FluidFramework
FluidFramework copied to clipboard
Pending (in-flight) connection request may result in breaking invariants
Based on this query:
union Office_Fluid_FluidRuntime_* | where Data_docId == "Qd72Ck%2BXltvWMehs0wk6O3Bn1oTt%2BeTjXpPbIZ5uYv8%3D" | project Event_Sequence, Event_Time, Data_eventName, Data_reason, Data_error, Data_value, Data_connectionMode
- Some local edits are made, which causes container to switch from default "read" connection to "write" connection.
- forceReadOnly() is called when container is in process of switching, i.e. it has no connection (old is closed, new one is not established)
- forceReadOnly() is supposed to drop "write" connection, but given there is no connection in place, it's noop
- When connection is established, runtime attempts to send pending ops
- This results in hitting deltaManagerReadonlySubmit error and container closure.
- That's a check that is supposed to find all wrong-doing by components, i.e. making local edits while file is read-only. That's a no-no today, as file can be read-only because user has no write permissions or file is locked - we should not allow any changes in such cases
This flow breaks invariant: read-only container should not have "write" connection. That's very similar to discussion in connect/disconnect PR that we had with @scottn12 - we need to figure out how to validate connection against constraints / invariants that were put in place while connection was in flight.
I see two ways to do so:
- Have some validation code when connection is finally established (connection completes).
- Add cancelation mechanism and ability for code to inspect properties of pending connection (like connection mode).
I prefer #2, as it allows to localize code in right place. I.e. forceReadOnly() code would check against type of connection and cancel "write" connections. disconnect() flow would cancel any pending connection.
What happens to ops that were sent before forceReadonly() was called? I would think we want to send those ops since they were valid and then set to read-only. I am thinking we will have to stop new ops (close container on getting them?), process all current / pending ops and then switch to read-only mode.

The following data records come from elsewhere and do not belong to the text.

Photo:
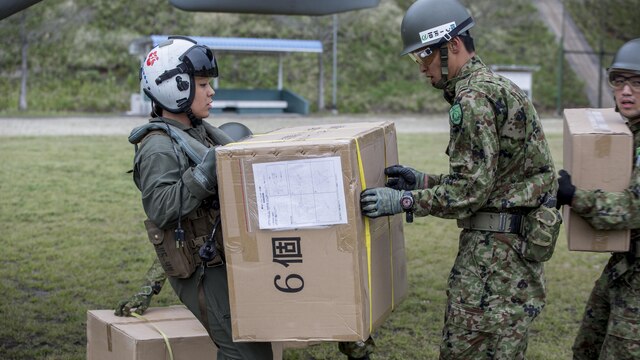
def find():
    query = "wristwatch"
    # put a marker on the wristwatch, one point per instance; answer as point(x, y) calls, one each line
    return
point(406, 202)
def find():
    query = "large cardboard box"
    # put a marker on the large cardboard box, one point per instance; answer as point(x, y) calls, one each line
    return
point(303, 263)
point(598, 151)
point(129, 338)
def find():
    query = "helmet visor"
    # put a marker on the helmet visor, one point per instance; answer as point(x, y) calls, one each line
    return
point(617, 81)
point(200, 61)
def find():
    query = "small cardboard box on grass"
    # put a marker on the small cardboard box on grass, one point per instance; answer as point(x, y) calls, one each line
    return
point(129, 338)
point(303, 263)
point(598, 153)
point(111, 337)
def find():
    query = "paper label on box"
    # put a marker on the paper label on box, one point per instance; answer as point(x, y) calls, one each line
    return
point(597, 121)
point(300, 193)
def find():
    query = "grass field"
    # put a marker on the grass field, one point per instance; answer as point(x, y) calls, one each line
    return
point(72, 240)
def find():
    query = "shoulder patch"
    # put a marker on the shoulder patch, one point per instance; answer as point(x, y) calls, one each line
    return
point(455, 114)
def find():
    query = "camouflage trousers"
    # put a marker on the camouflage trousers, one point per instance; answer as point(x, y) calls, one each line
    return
point(493, 297)
point(610, 326)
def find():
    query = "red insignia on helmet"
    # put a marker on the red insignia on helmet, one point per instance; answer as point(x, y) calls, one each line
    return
point(152, 58)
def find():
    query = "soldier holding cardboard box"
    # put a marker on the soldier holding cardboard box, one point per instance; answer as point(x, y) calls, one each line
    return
point(500, 188)
point(174, 168)
point(611, 324)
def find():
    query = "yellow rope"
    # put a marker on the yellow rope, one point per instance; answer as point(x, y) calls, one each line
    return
point(367, 236)
point(164, 336)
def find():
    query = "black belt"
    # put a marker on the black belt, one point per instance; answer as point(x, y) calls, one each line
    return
point(496, 222)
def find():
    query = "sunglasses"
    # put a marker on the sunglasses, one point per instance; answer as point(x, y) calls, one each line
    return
point(422, 57)
point(617, 81)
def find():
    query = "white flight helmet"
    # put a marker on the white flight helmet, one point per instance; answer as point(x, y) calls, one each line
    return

@agarwal-navin, ops are not kept around, if connection is active, all of them are sent out. If they were lost in translation, then runtime make retry to send them on "read" reconnection and that will fail container (I believe). I have not seen it in the logs (high enough), so probably need to fix it, but it's not urgent - I'd prefer separate bug on that. Let's track actual connection properties invariant with this issue.
@scottn12, you mentioned you will be working on it (and I saw some PRs), assigning to you.
Sure. But we should have an issue that tracks what happens to the pending ops. It will otherwise look like data loss from user's perspective.
I think you are pointing to something else. Client can be offline with pending changes and switch to read-only mode. In this case all local changes will never make it to service. There is not much runtime can do about it - it's a choice of the host app to get into such state. The case I've described is a corner case of that, it does not happen that often.
Okay, that makes sense. Should we add a note to forceReadonly
API that says pending ops may be lost and to avoid that check that container is not dirty before doing so?
sure :)
We can close this right @vladsud and @scottn12 ? AB#300 is done, and I opened AB#1246 which tracks additional gaps discussed here (and a specific crash not due to in-flight connections but just a bug in the state machine)
This issue has been automatically marked as stale because it has had no activity for 180 days. It will be closed if no further activity occurs within 8 days of this comment. Thank you for your contributions to Fluid Framework!